Читая старые книги, наталкиваешься на горькое сожаление писателей по уходящему времени, уходящей России, уходящим старинным и прекрасным людям, носителям некоей тайны, по которой мы и сами с детства тоскуем и пытаемся передать эту тоску по Родине детям. И теперь, когда в очередной раз уходят целые поколения и от боли за будущее опускаются руки, снова и снова говорю себе: ничего, образуется все, если столько раз уходила Россия и до сих пор не ушла — значит, и в этот раз не уйдет совсем и прорастет, проклюнется свежими побегами на закате нашей жизни.
В детстве странные отношения были у меня со взрослыми. Когда приходили в дом интересные люди, все хотелось побыть с ними, прикоснуться к их одежде, послушать их разговоры. При этом сам я и стеснялся, и боялся быть навязчивым и страшно хотел внимания, и, чувствуя, что и нескладен, и глуп, ничего не мог с собой поделать. Жили мы вдвоем с бабушкой, и, когда к ней кто-то приходил, я выползал, улыбаясь, из своей комнаты, говорил глупости, а взрослый улыбался снисходительно и частенько меня разочаровывал какой-нибудь банальностью или мелкой воспитательной уловкой. Помню, кто-то однажды сказал мне что-то вроде: «У тебя, Миша, сейчас самое счастливое время». А я подумал: что же здесь счастливого? Я еще маленький, не могу кататься на большом велосипеде, и все у меня не получается, и остается только с завистью глядеть на старших парней, которые носятся на мотоциклах (расстегнутая рубаха, раздутая за спиной парусом) и курят папиросы, а я все не могу поймать рыбину и по-настоящему страдаю от этой детской физической неготовости к интереснейшим взрослым занятиям. До сих пор помню это ощущение неуправляемости, когда я делаю шаг, а нога моя вдруг помимо моей воли совершает произвольное издевательское движение в сторону и по весь сандалий впарывается в зеленую коровью плюху с желтой дождевой жижицей в середке. А навстречу идет кто-то взрослый, все видит, я это чувствую, и рожа моя почему-то разъезжается в дурацкую улыбку. На дворе только что прошел дождь, и запах развороченной коровьей плюхи невообразимо острый, и все зеленое, мокрое, и на голых икрах тоже следы этой зелени.

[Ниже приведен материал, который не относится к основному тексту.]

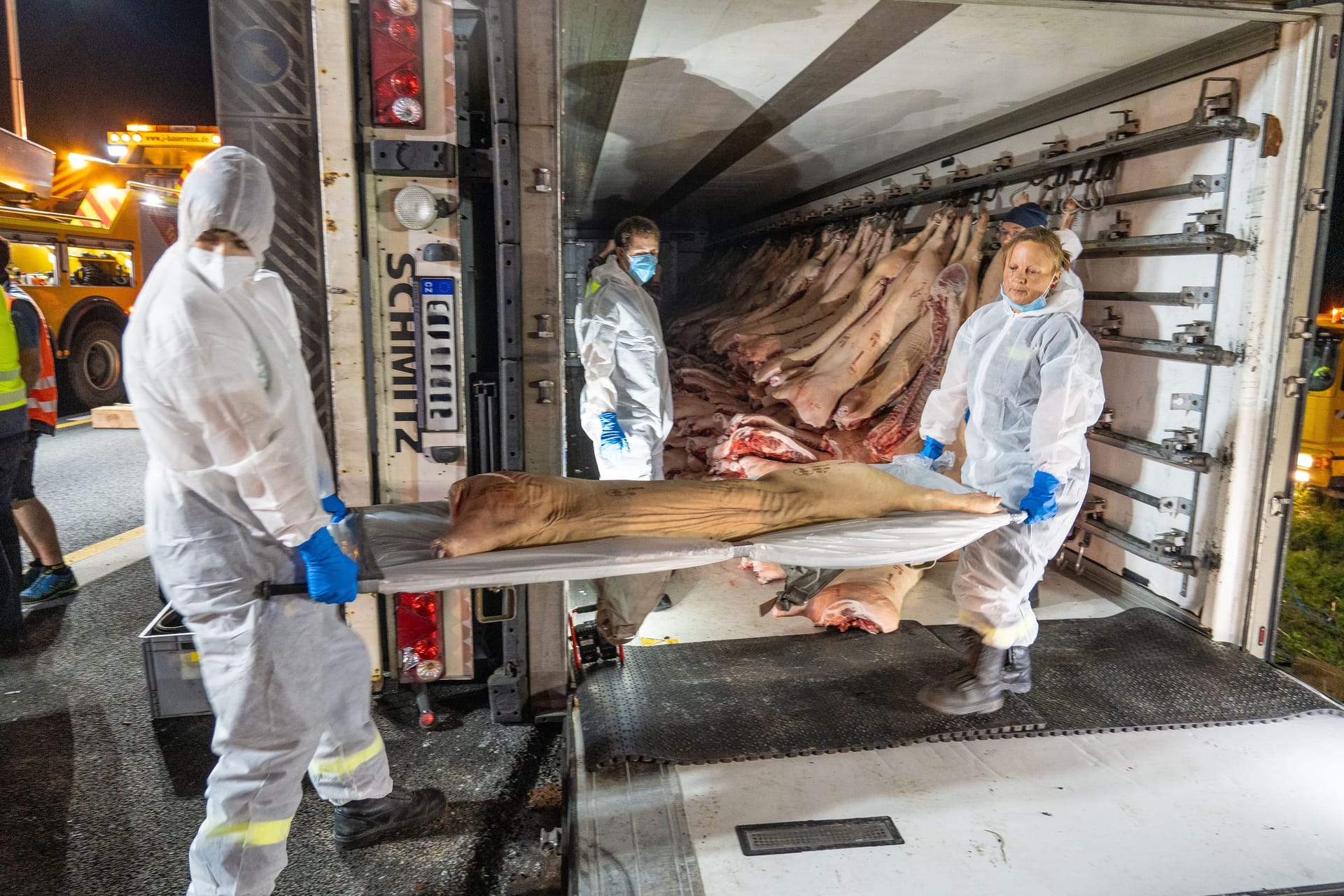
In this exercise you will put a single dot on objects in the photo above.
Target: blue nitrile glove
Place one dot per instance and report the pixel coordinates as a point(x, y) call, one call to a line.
point(1040, 504)
point(332, 577)
point(612, 433)
point(335, 507)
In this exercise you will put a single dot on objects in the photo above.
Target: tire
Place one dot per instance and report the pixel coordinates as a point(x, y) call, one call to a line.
point(93, 368)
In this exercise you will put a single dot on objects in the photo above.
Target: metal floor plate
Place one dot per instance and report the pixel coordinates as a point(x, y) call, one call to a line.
point(762, 697)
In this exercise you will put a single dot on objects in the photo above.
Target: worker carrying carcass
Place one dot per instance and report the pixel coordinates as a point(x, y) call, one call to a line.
point(1026, 377)
point(239, 492)
point(626, 402)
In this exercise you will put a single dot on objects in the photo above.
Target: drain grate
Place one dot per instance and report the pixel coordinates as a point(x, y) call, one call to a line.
point(808, 836)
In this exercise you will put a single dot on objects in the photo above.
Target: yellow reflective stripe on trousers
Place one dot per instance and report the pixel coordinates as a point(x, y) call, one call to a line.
point(344, 766)
point(1000, 638)
point(254, 833)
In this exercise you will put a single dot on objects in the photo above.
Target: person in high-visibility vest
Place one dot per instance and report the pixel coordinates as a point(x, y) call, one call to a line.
point(48, 575)
point(14, 435)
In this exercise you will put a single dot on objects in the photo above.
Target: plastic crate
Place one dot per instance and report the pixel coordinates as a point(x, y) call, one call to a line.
point(172, 672)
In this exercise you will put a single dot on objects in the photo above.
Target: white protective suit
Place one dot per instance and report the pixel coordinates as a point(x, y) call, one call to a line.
point(237, 470)
point(1032, 384)
point(625, 370)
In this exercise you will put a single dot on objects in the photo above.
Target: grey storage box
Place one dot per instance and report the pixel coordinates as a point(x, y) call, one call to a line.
point(172, 672)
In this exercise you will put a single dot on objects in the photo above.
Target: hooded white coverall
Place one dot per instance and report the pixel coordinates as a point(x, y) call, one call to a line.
point(237, 470)
point(1032, 384)
point(625, 370)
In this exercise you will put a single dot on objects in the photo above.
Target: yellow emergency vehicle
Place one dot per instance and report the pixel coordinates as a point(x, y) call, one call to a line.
point(1320, 464)
point(85, 274)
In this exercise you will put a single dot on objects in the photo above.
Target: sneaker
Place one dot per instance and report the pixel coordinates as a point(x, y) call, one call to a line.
point(51, 583)
point(366, 821)
point(31, 574)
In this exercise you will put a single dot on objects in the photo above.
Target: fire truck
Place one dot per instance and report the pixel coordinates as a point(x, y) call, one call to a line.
point(470, 156)
point(83, 239)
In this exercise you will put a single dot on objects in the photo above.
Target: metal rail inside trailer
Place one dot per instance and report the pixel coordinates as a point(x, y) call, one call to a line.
point(475, 153)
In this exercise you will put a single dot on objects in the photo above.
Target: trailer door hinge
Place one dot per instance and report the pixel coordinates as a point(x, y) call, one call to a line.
point(545, 391)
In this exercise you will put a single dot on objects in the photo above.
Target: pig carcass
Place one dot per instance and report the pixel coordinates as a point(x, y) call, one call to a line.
point(512, 510)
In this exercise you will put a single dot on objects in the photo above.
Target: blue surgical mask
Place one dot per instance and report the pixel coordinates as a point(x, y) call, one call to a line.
point(643, 267)
point(1030, 307)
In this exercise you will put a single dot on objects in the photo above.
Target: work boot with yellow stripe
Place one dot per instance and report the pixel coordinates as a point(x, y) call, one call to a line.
point(976, 688)
point(366, 821)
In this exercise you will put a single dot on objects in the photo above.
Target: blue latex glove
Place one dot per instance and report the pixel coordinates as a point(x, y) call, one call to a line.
point(335, 507)
point(332, 577)
point(612, 433)
point(1040, 503)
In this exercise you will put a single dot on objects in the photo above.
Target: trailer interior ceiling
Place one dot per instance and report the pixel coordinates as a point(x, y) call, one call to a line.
point(711, 113)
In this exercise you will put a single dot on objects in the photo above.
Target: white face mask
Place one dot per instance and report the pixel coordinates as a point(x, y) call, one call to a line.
point(222, 272)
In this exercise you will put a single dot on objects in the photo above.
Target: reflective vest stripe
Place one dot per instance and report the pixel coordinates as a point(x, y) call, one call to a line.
point(253, 833)
point(344, 766)
point(42, 399)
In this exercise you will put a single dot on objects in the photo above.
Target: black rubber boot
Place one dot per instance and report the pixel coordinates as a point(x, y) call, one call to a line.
point(1018, 669)
point(976, 688)
point(366, 821)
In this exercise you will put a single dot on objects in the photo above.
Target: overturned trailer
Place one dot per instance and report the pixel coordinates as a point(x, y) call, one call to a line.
point(472, 156)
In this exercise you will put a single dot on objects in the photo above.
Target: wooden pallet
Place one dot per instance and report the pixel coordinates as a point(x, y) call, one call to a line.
point(115, 416)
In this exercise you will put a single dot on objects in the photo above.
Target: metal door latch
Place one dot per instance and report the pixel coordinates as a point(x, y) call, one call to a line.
point(1056, 148)
point(1182, 440)
point(1193, 333)
point(1110, 324)
point(1128, 127)
point(545, 391)
point(1206, 222)
point(1120, 232)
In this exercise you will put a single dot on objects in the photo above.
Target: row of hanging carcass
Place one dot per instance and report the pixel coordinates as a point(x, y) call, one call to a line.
point(822, 347)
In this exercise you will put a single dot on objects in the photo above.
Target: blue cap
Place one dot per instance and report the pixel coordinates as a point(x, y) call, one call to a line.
point(1027, 216)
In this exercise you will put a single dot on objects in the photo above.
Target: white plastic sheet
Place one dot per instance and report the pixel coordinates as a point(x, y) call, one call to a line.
point(391, 545)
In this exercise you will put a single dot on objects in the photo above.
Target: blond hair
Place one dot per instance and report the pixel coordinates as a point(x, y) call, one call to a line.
point(632, 227)
point(1044, 238)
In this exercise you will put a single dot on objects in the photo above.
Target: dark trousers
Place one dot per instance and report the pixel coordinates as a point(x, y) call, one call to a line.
point(11, 566)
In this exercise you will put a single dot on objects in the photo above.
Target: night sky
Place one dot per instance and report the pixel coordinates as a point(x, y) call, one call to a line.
point(92, 66)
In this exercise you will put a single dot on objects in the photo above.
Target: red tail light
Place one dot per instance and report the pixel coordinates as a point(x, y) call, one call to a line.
point(397, 55)
point(420, 633)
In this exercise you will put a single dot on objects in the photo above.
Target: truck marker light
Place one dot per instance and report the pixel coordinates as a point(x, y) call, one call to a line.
point(419, 636)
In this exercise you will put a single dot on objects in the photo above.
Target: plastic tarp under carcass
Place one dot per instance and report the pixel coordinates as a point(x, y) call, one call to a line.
point(391, 545)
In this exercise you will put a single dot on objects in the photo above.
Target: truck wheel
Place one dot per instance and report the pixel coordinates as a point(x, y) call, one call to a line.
point(94, 365)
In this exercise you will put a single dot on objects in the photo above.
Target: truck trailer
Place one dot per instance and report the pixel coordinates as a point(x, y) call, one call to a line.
point(472, 156)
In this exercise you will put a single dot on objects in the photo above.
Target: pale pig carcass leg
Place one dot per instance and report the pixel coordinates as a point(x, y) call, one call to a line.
point(872, 290)
point(869, 599)
point(493, 511)
point(844, 365)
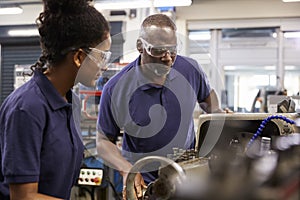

Спросил я как-то одного взрослого, почему сосед Сашка похож на отца — такой же толстый, — и взослый сказал, что, мол, действительно так в жизни бывает: когда люди долго живут вместе, то и становятся похожими друг на друга, вот смотри, и мать у них тоже толстая, и собака тоже, и чуть ли не кошка… А я слушал его, скучнел от стыда и разочарования и чувствовал, что меня глупо и коварно водят за нос.
Только бабушка никогда не вела со мной лицемерных разговоров, как «с ребенком», лишь с некоторой заминкой, будто собравшись с силами, отвечала прямо на вопрос, как рождаются дети или еще что-нибудь подобное. Однажды я долго повторял про себя новое, свежеузнанное ругательство, подозревая о его значении, но не имея полной уверенности, и потом, не выдержав, спросил у бабушки, что оно значит. Она перевела мне его с какой-то убийственной простотой и больше не добавила ни слова, и это было хуже, чем любой воспитательный нудеж.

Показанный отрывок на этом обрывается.